Wrong parsing

Question

Wrong parsing

qo4on opened this issue 4 years ago · comments

g2p module can't parse sentences like:

g2p("HTTP")
['T', 'AE1', 'P', 'T', 'IY1']

g2p("RFC")
['R', 'EH1', 'F', 'S', 'IY1']

and can't split words like taxidriver -> taxi driver.

Is it possible to tune predict function of g2p to get a correct grapheme to phoneme conversion for abbreviations and composite words?

qo4on · Answer 1 · Mon Apr 13 2020 00:05:15 GMT+0800 (China Standard Time)

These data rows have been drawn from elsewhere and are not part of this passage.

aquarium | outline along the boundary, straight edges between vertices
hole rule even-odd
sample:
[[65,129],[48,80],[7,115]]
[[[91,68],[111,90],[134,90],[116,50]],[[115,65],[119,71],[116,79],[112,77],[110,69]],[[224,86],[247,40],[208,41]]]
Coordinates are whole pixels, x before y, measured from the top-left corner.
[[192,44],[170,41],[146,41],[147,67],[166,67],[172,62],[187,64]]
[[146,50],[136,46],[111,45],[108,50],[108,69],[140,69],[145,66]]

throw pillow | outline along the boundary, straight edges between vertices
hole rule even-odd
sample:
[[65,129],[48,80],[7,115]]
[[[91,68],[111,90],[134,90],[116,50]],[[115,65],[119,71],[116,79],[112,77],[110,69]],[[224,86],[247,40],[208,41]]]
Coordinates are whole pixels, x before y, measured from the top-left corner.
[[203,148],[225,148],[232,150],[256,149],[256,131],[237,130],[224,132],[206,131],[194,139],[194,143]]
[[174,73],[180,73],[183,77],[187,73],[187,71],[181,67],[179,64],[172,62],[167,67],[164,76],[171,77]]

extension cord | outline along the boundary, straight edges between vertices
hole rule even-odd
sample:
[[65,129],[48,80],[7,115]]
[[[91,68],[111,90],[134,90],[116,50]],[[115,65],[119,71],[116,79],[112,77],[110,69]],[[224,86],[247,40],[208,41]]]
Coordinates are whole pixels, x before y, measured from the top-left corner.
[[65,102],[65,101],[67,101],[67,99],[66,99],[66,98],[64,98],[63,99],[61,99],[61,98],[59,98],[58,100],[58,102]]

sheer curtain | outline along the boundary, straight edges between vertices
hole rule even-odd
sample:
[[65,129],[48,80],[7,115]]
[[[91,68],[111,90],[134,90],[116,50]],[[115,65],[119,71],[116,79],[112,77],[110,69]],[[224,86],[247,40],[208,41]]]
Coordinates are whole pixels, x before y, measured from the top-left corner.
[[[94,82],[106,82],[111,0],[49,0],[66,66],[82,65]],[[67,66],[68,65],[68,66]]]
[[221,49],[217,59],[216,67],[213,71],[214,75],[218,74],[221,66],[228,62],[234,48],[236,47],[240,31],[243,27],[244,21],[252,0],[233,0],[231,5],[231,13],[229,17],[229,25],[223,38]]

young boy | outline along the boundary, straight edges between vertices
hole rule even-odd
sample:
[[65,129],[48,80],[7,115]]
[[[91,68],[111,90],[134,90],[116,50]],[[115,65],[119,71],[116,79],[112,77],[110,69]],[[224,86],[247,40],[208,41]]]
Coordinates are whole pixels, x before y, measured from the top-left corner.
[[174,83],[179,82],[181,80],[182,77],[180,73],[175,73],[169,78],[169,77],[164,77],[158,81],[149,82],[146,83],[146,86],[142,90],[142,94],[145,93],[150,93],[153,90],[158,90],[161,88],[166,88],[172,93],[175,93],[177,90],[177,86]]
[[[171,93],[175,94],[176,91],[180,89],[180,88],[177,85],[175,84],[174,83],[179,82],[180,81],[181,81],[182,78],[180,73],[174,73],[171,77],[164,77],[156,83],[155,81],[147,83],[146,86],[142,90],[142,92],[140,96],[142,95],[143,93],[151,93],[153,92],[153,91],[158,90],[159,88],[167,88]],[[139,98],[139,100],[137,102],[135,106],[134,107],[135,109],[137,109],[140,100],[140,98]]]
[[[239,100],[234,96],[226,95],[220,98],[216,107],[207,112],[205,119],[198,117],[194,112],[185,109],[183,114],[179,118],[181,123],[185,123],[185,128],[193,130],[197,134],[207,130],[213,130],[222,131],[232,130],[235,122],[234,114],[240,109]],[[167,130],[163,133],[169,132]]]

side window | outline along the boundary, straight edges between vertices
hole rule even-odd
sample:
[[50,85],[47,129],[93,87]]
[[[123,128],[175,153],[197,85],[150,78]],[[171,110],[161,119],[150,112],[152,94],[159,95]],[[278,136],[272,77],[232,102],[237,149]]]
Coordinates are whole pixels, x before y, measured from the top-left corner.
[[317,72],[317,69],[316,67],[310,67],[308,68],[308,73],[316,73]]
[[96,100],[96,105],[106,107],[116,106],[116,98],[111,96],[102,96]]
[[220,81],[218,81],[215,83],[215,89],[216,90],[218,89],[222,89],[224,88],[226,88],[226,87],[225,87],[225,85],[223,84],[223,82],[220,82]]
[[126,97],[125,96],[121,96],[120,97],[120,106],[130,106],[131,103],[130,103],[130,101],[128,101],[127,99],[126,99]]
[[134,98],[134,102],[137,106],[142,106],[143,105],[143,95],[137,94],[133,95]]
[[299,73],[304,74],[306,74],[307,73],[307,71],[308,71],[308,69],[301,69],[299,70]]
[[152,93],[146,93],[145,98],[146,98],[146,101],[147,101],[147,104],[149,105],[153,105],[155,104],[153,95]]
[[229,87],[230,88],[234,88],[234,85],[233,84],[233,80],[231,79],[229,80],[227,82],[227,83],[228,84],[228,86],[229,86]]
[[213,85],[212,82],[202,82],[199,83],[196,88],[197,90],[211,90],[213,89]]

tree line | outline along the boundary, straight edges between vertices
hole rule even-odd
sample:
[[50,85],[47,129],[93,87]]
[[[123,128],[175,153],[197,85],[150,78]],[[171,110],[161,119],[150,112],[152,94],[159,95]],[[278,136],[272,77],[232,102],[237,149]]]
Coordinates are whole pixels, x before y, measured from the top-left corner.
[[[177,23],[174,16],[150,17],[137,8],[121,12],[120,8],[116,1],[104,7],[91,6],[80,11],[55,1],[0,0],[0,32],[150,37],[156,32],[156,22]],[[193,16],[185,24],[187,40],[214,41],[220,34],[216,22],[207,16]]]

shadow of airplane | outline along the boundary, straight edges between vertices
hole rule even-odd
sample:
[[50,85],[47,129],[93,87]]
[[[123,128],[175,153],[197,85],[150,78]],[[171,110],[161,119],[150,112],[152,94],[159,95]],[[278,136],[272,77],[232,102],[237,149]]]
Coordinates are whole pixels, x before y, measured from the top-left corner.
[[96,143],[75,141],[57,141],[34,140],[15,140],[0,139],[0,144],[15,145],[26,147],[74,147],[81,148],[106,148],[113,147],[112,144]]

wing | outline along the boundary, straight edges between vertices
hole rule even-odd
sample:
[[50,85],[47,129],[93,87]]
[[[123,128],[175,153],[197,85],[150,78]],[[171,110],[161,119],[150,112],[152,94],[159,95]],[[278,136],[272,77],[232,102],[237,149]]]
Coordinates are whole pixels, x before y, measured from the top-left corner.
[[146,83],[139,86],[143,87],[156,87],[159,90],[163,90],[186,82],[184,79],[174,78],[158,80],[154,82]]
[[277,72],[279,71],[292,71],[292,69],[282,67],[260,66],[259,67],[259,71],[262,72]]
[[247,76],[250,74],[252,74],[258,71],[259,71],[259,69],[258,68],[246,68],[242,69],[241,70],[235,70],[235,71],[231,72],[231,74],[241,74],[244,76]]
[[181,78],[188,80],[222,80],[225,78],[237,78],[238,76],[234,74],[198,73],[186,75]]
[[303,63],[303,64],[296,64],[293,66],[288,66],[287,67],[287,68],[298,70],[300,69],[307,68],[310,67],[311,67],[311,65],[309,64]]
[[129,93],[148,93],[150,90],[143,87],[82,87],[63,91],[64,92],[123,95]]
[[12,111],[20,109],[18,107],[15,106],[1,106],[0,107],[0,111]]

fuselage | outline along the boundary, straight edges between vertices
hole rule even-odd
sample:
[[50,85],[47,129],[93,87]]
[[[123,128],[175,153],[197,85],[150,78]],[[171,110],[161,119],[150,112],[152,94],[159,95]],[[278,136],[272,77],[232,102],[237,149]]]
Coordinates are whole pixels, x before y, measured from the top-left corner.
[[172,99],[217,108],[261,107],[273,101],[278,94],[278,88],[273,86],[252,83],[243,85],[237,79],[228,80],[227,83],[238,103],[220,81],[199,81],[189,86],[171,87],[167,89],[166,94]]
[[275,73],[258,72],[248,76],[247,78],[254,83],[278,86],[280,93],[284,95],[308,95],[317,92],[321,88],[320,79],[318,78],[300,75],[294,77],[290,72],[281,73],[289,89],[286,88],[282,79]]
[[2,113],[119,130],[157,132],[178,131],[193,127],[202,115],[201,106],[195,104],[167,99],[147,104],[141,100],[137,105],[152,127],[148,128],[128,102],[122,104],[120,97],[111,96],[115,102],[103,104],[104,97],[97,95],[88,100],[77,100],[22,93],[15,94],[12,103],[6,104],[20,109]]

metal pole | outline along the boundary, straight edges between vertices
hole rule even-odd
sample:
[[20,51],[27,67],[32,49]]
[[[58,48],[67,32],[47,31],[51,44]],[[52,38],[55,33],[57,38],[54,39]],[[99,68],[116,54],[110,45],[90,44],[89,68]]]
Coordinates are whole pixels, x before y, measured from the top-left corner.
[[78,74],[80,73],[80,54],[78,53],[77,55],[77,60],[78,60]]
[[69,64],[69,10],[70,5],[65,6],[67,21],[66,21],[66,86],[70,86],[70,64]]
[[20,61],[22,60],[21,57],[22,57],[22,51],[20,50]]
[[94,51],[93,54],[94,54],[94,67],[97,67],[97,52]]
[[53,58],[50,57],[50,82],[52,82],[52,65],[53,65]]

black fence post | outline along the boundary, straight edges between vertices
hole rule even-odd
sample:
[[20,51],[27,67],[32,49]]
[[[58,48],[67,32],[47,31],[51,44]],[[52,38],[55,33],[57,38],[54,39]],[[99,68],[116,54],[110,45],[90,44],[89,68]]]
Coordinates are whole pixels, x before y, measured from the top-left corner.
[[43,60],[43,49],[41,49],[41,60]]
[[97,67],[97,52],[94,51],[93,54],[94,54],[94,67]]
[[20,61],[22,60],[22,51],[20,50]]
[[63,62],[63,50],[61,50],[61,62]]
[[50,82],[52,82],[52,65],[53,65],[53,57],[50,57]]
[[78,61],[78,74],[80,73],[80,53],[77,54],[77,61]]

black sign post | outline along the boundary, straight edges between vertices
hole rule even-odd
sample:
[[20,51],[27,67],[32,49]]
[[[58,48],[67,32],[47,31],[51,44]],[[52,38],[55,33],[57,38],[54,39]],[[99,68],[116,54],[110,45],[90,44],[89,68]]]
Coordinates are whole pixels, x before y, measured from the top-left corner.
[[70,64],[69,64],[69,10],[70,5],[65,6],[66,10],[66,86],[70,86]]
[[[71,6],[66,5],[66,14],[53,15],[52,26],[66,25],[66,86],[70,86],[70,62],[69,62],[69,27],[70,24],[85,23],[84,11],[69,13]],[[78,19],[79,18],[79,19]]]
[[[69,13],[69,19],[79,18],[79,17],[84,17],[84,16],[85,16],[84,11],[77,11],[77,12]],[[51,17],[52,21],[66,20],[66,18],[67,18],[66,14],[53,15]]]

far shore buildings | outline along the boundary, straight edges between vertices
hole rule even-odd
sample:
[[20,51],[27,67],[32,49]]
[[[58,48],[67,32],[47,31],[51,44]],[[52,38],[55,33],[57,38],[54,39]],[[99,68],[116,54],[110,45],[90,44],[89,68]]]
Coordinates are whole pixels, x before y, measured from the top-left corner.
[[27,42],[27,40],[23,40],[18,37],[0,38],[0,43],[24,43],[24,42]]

The only workaround I found is to add this in __call__ function:

self.exceptions = {'http', 'https', 'rfc'}

elif word in self.exceptions:
  pron = []
  w_len = len(word)
  for i in range(w_len):
    pron.extend(self.cmu[word[i]][0])
    if i != w_len - 1: pron.extend([" "])

g2p("http, rfc")
['EY1', 'CH', ' ', 'T', 'IY1', ' ', 'T', 'IY1', ' ', 'P', 'IY1', ' ', ',', ' ', 'AA1', 'R', ' ', 'EH1', 'F', ' ', 'S', 'IY1']